Anvisa reprova 7 locais em inspeção sanitária para a Copa em Curitiba

Foram fiscalizados 143 locais entre bares, restaurantes e lanchonetes. Estabelecimentos reprovados terão que se adequar aos pedidos da Anvisa.

A Agência Nacional de Vigilância Sanitária (Anvisa), divulgou, nesta quinta-feira (5), o resultado do projeto piloto de categorização de restaurantes, bares e lanchonetes, que avaliou a qualidade sanitária de estabelecimentos em 12 cidades-sede da Copa do Mundo. Em Curitiba, dos 143 locais inspecionados, apenas sete foram reprovados. Eles não foram fechados, mas precisam se adequar aos pedidos da Anvisa até agosto deste ano.

Antes deste ciclo de visitas, os estabelecimentos já tinham sido considerados com boa avaliação em aspectos higiênicos-sanitários pela Anvisa, mas ainda precisavam passar por uma segunda etapa. Segundo a Secretaria Municipal de Saúde, os estabelecimentos inspecionados na capital fazem parte de seis rotas gastronômicas da cidade – Santa Felicidade, Juvevê, Centro Histórico, Avenida das Torres, Mateus Leme e Batel. A classificação vai de A (excelente) até E (ruim). No entanto, só receberão os selos de qualidade os classificados como A, B e C.

A primeira (A) é dada aquele estabelecimento que cumpre rigorosamente a legislação, itens classificatórios e possui falhas pequenas. O conceito B está atrelado ao local que comete mais falha do que o estabelecimento pertencente ao primeiro grupo, porém, são falhas de baixo ou médio impacto. Em seguida, a classificação C é atribuída à unidade que possui mais falhas, entretanto, ainda em um patamar aceitável do ponto de vista sanitário. Já os locais com classificação D e E, não conseguiram se classificar para a categorização e foram infracionados.

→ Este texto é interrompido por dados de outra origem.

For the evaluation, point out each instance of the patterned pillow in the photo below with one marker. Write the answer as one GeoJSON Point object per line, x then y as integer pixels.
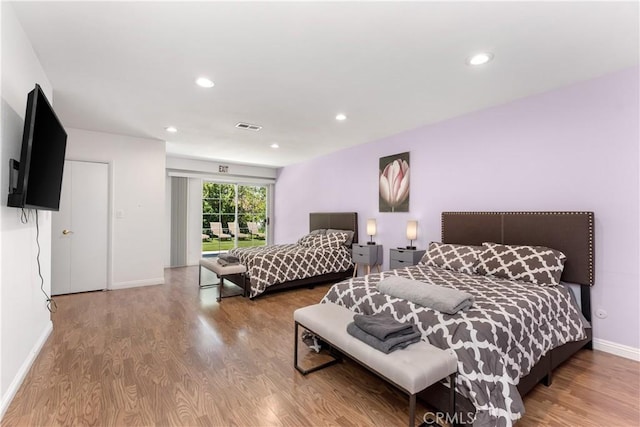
{"type": "Point", "coordinates": [534, 264]}
{"type": "Point", "coordinates": [461, 258]}
{"type": "Point", "coordinates": [349, 234]}
{"type": "Point", "coordinates": [325, 241]}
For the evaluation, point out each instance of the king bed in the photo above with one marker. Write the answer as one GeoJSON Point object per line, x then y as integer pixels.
{"type": "Point", "coordinates": [322, 256]}
{"type": "Point", "coordinates": [517, 331]}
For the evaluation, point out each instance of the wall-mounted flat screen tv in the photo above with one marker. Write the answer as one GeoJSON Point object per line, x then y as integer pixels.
{"type": "Point", "coordinates": [39, 173]}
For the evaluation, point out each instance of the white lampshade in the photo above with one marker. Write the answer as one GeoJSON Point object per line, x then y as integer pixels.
{"type": "Point", "coordinates": [412, 230]}
{"type": "Point", "coordinates": [371, 227]}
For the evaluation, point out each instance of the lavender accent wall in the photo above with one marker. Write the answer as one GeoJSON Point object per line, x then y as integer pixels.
{"type": "Point", "coordinates": [575, 148]}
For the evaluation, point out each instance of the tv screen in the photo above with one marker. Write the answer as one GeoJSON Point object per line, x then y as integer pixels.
{"type": "Point", "coordinates": [44, 142]}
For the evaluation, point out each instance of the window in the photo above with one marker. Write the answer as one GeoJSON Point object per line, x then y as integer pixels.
{"type": "Point", "coordinates": [233, 216]}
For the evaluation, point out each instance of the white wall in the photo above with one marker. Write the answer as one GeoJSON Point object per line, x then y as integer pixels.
{"type": "Point", "coordinates": [24, 320]}
{"type": "Point", "coordinates": [137, 217]}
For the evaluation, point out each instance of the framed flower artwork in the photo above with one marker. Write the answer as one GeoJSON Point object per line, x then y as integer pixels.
{"type": "Point", "coordinates": [394, 183]}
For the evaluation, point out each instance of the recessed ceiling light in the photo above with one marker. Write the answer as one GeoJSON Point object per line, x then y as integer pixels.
{"type": "Point", "coordinates": [204, 82]}
{"type": "Point", "coordinates": [480, 58]}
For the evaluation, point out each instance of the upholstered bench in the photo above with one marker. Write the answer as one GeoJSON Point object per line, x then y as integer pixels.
{"type": "Point", "coordinates": [411, 369]}
{"type": "Point", "coordinates": [221, 271]}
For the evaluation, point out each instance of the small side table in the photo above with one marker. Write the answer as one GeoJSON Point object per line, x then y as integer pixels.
{"type": "Point", "coordinates": [369, 255]}
{"type": "Point", "coordinates": [399, 257]}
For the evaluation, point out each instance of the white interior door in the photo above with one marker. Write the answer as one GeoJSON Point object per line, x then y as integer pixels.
{"type": "Point", "coordinates": [79, 229]}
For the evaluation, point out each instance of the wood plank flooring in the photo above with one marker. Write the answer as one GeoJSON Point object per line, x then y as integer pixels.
{"type": "Point", "coordinates": [172, 355]}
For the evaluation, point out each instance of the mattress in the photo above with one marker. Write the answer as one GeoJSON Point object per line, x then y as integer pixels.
{"type": "Point", "coordinates": [510, 327]}
{"type": "Point", "coordinates": [275, 264]}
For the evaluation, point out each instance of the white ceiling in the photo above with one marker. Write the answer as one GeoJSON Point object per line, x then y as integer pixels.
{"type": "Point", "coordinates": [129, 67]}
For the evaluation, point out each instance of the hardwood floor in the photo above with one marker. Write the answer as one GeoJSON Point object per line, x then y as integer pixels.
{"type": "Point", "coordinates": [172, 355]}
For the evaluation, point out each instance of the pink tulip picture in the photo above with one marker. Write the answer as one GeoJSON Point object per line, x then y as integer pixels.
{"type": "Point", "coordinates": [394, 183]}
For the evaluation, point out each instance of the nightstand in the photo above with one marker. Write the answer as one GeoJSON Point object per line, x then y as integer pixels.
{"type": "Point", "coordinates": [400, 257]}
{"type": "Point", "coordinates": [369, 255]}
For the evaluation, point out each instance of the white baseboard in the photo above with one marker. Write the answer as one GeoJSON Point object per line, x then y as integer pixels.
{"type": "Point", "coordinates": [24, 369]}
{"type": "Point", "coordinates": [137, 283]}
{"type": "Point", "coordinates": [621, 350]}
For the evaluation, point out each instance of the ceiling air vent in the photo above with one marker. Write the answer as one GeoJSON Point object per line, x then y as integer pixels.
{"type": "Point", "coordinates": [248, 126]}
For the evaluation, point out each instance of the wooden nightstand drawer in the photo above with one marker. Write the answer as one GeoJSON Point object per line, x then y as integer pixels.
{"type": "Point", "coordinates": [399, 258]}
{"type": "Point", "coordinates": [402, 254]}
{"type": "Point", "coordinates": [365, 254]}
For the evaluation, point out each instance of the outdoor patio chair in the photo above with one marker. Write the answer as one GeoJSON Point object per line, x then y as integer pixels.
{"type": "Point", "coordinates": [217, 231]}
{"type": "Point", "coordinates": [255, 230]}
{"type": "Point", "coordinates": [235, 230]}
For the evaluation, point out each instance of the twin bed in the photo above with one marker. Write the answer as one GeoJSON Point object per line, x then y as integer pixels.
{"type": "Point", "coordinates": [515, 334]}
{"type": "Point", "coordinates": [322, 257]}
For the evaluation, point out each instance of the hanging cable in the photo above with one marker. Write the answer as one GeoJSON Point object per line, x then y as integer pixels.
{"type": "Point", "coordinates": [51, 304]}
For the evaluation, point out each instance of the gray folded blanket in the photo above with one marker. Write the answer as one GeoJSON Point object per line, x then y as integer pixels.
{"type": "Point", "coordinates": [386, 346]}
{"type": "Point", "coordinates": [225, 259]}
{"type": "Point", "coordinates": [439, 298]}
{"type": "Point", "coordinates": [382, 325]}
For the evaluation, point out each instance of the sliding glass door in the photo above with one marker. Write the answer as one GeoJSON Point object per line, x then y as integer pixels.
{"type": "Point", "coordinates": [233, 216]}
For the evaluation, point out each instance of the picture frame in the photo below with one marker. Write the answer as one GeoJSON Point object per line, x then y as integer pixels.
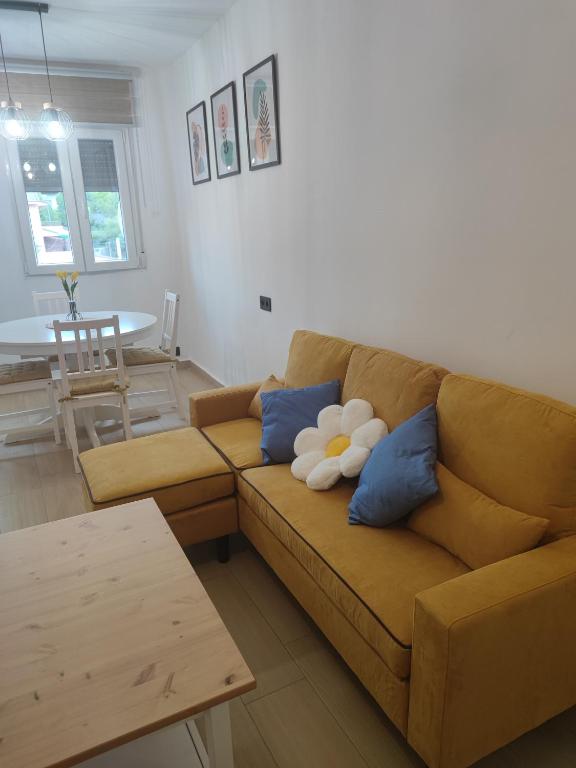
{"type": "Point", "coordinates": [225, 128]}
{"type": "Point", "coordinates": [262, 114]}
{"type": "Point", "coordinates": [198, 143]}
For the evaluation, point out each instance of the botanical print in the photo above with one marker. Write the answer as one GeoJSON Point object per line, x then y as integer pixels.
{"type": "Point", "coordinates": [225, 124]}
{"type": "Point", "coordinates": [199, 156]}
{"type": "Point", "coordinates": [261, 110]}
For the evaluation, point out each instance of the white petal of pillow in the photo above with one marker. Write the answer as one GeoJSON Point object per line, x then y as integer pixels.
{"type": "Point", "coordinates": [355, 413]}
{"type": "Point", "coordinates": [303, 465]}
{"type": "Point", "coordinates": [309, 439]}
{"type": "Point", "coordinates": [329, 421]}
{"type": "Point", "coordinates": [367, 435]}
{"type": "Point", "coordinates": [325, 474]}
{"type": "Point", "coordinates": [353, 459]}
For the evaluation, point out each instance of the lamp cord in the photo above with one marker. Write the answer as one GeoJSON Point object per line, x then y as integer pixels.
{"type": "Point", "coordinates": [5, 70]}
{"type": "Point", "coordinates": [45, 56]}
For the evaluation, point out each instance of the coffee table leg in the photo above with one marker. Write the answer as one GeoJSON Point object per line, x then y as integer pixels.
{"type": "Point", "coordinates": [219, 737]}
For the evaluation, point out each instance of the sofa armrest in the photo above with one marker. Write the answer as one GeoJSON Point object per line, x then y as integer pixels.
{"type": "Point", "coordinates": [223, 404]}
{"type": "Point", "coordinates": [493, 655]}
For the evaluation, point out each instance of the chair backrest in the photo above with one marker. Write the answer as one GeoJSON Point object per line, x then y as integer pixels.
{"type": "Point", "coordinates": [88, 350]}
{"type": "Point", "coordinates": [50, 302]}
{"type": "Point", "coordinates": [170, 322]}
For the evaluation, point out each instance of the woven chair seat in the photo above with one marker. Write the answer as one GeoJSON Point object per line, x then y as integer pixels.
{"type": "Point", "coordinates": [140, 356]}
{"type": "Point", "coordinates": [26, 370]}
{"type": "Point", "coordinates": [95, 385]}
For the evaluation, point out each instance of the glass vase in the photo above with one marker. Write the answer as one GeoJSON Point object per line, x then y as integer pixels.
{"type": "Point", "coordinates": [73, 314]}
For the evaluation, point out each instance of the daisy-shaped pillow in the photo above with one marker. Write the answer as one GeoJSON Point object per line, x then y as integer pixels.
{"type": "Point", "coordinates": [339, 446]}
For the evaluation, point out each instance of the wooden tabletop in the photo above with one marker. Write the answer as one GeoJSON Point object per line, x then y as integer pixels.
{"type": "Point", "coordinates": [106, 634]}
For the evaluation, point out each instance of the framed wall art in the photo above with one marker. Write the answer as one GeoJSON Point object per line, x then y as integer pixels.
{"type": "Point", "coordinates": [261, 110]}
{"type": "Point", "coordinates": [225, 125]}
{"type": "Point", "coordinates": [198, 142]}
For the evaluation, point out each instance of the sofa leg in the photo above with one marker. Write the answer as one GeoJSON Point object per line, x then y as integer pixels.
{"type": "Point", "coordinates": [223, 549]}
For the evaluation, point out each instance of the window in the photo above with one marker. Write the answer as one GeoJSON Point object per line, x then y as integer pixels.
{"type": "Point", "coordinates": [75, 201]}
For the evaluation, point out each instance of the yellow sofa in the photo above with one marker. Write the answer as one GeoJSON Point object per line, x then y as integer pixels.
{"type": "Point", "coordinates": [462, 661]}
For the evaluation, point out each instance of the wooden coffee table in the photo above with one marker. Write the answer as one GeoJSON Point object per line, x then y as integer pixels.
{"type": "Point", "coordinates": [107, 634]}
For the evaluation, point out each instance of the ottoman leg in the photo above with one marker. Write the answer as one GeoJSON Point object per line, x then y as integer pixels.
{"type": "Point", "coordinates": [223, 549]}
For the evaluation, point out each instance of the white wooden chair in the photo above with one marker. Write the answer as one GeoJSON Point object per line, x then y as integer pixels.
{"type": "Point", "coordinates": [29, 376]}
{"type": "Point", "coordinates": [50, 302]}
{"type": "Point", "coordinates": [144, 360]}
{"type": "Point", "coordinates": [87, 381]}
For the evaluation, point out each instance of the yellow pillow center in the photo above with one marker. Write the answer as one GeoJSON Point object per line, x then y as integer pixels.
{"type": "Point", "coordinates": [337, 445]}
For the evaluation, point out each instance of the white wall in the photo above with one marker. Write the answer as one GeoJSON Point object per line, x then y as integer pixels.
{"type": "Point", "coordinates": [426, 199]}
{"type": "Point", "coordinates": [141, 289]}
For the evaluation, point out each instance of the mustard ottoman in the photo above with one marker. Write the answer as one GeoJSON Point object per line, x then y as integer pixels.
{"type": "Point", "coordinates": [180, 470]}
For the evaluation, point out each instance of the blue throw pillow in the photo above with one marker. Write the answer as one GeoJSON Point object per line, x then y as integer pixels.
{"type": "Point", "coordinates": [399, 475]}
{"type": "Point", "coordinates": [285, 412]}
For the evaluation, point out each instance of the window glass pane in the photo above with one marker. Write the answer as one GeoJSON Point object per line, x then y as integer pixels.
{"type": "Point", "coordinates": [103, 199]}
{"type": "Point", "coordinates": [46, 208]}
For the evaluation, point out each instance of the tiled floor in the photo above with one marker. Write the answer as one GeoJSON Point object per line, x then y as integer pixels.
{"type": "Point", "coordinates": [308, 710]}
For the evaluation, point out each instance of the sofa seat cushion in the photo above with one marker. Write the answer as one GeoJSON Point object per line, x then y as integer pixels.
{"type": "Point", "coordinates": [238, 441]}
{"type": "Point", "coordinates": [371, 575]}
{"type": "Point", "coordinates": [179, 469]}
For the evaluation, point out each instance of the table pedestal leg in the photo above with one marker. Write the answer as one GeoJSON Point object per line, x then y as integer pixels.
{"type": "Point", "coordinates": [219, 737]}
{"type": "Point", "coordinates": [217, 752]}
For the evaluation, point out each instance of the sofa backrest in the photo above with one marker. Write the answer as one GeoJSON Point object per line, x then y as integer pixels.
{"type": "Point", "coordinates": [397, 386]}
{"type": "Point", "coordinates": [315, 359]}
{"type": "Point", "coordinates": [517, 447]}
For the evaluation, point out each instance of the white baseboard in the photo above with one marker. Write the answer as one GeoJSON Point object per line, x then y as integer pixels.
{"type": "Point", "coordinates": [185, 362]}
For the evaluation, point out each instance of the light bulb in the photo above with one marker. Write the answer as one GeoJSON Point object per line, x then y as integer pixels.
{"type": "Point", "coordinates": [14, 123]}
{"type": "Point", "coordinates": [55, 123]}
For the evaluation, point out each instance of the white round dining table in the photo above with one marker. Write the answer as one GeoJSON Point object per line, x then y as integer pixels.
{"type": "Point", "coordinates": [32, 336]}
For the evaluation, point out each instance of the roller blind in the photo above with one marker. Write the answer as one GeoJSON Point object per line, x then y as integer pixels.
{"type": "Point", "coordinates": [41, 168]}
{"type": "Point", "coordinates": [86, 99]}
{"type": "Point", "coordinates": [98, 165]}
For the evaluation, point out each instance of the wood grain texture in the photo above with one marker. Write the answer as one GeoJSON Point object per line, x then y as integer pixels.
{"type": "Point", "coordinates": [106, 634]}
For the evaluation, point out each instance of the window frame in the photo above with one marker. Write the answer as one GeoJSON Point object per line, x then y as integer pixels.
{"type": "Point", "coordinates": [76, 205]}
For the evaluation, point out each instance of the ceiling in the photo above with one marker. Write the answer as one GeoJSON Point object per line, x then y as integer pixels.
{"type": "Point", "coordinates": [131, 33]}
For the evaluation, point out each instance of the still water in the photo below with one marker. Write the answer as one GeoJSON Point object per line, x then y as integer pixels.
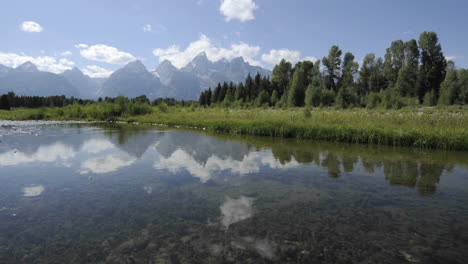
{"type": "Point", "coordinates": [84, 193]}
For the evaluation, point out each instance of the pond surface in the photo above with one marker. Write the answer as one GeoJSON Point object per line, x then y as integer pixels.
{"type": "Point", "coordinates": [84, 193]}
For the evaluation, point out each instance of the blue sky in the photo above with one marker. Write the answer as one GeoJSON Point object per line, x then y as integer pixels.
{"type": "Point", "coordinates": [112, 33]}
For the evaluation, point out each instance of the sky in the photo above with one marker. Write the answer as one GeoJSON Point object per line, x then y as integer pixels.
{"type": "Point", "coordinates": [101, 36]}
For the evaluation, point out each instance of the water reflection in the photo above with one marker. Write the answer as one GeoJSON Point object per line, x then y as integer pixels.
{"type": "Point", "coordinates": [33, 191]}
{"type": "Point", "coordinates": [173, 196]}
{"type": "Point", "coordinates": [106, 164]}
{"type": "Point", "coordinates": [56, 152]}
{"type": "Point", "coordinates": [112, 148]}
{"type": "Point", "coordinates": [236, 210]}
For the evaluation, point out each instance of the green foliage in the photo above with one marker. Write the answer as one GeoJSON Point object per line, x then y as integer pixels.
{"type": "Point", "coordinates": [263, 98]}
{"type": "Point", "coordinates": [450, 89]}
{"type": "Point", "coordinates": [296, 92]}
{"type": "Point", "coordinates": [430, 99]}
{"type": "Point", "coordinates": [281, 75]}
{"type": "Point", "coordinates": [373, 100]}
{"type": "Point", "coordinates": [391, 99]}
{"type": "Point", "coordinates": [4, 102]}
{"type": "Point", "coordinates": [345, 98]}
{"type": "Point", "coordinates": [163, 108]}
{"type": "Point", "coordinates": [327, 97]}
{"type": "Point", "coordinates": [332, 64]}
{"type": "Point", "coordinates": [433, 64]}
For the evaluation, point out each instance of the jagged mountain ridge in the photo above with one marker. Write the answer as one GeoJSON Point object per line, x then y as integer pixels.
{"type": "Point", "coordinates": [131, 80]}
{"type": "Point", "coordinates": [26, 79]}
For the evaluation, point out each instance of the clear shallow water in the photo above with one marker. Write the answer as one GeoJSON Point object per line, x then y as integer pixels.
{"type": "Point", "coordinates": [80, 193]}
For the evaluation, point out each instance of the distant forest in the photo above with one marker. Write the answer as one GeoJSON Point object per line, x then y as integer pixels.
{"type": "Point", "coordinates": [11, 100]}
{"type": "Point", "coordinates": [411, 73]}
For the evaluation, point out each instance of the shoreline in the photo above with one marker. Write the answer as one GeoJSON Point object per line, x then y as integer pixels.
{"type": "Point", "coordinates": [417, 128]}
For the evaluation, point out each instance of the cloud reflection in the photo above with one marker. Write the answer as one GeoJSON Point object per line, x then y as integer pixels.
{"type": "Point", "coordinates": [33, 191]}
{"type": "Point", "coordinates": [250, 163]}
{"type": "Point", "coordinates": [107, 163]}
{"type": "Point", "coordinates": [236, 210]}
{"type": "Point", "coordinates": [51, 153]}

A Associação Brasileira de Bares e Restaurantes do Paraná (Abrasel-PR) calcula um aumento na movimentação financeira de R$ 240 milhões durante o período de maio a julho. A maior movimentação de turistas deve ocorrer principalmente em cidades do litoral, Foz do Iguaçu, no oeste do estado, e na capital.

Os locais reprovados pela pesquisa foram Albatroz, Clube do Malte, Costelão do Gaúcho (Rua Mateus Leme), Engenho de Minas, Mondo Birre, Mr. Green e Pata Negra.

Rogério Sabatella, um dos sócios do Clube do Malte, disse que as exigências do processo de qualificação no local  que não foram cumpridas foram a instalação de vestiário masculino e feminino para os funcionários e o processo de ‘etiquetamento’ dos pratos.

O Costelão do Gaúcho da Rua Mateus Leme relatou que o local teve problemas com as licenças dos fornecedores de carne, que estavam vencidas, mas disse que o problema já foi solucionado.

O proprietário do restaurante Engenho de Minas, Evaldo Bulzico, argumentou que o problema é estrutural e que não foi cumprido porque o espaço é pequeno. “Eles queriam que a gente tivesse mais freezers ou que diminuíssemos o estoque de frios”, disse.

A pesquisa não ficou clara, segundo o proprietário do Mondo Birre, Romildo Costa. “Nós não entendemos qual foi o critério avaliado. Ninguém explicou nada. Nossa cozinha está em dia e não temos problema aqui”, relatou Costa.

Já um dos proprietários do restaurante Mr. Green Félix Donissoni Neto afirmou que a casa onde funciona o estabelecimento é antiga e que, durante as visitas, a Anvisa havia solicitado apenas alterações estruturais. Porém, segundo ele, não houve tempo hábil para fazê-las. Neto enfatiza que não houve problemas relacionados à cozinha, ao armazenamento de alimentos ou a aspectos higiênicos-sanitários.

Os restaurantes Albatroz e o Pata Negra foram procurados pelo G1, por telefone, mas até a publicação desta reportagem ninguém tinha atendido as ligações.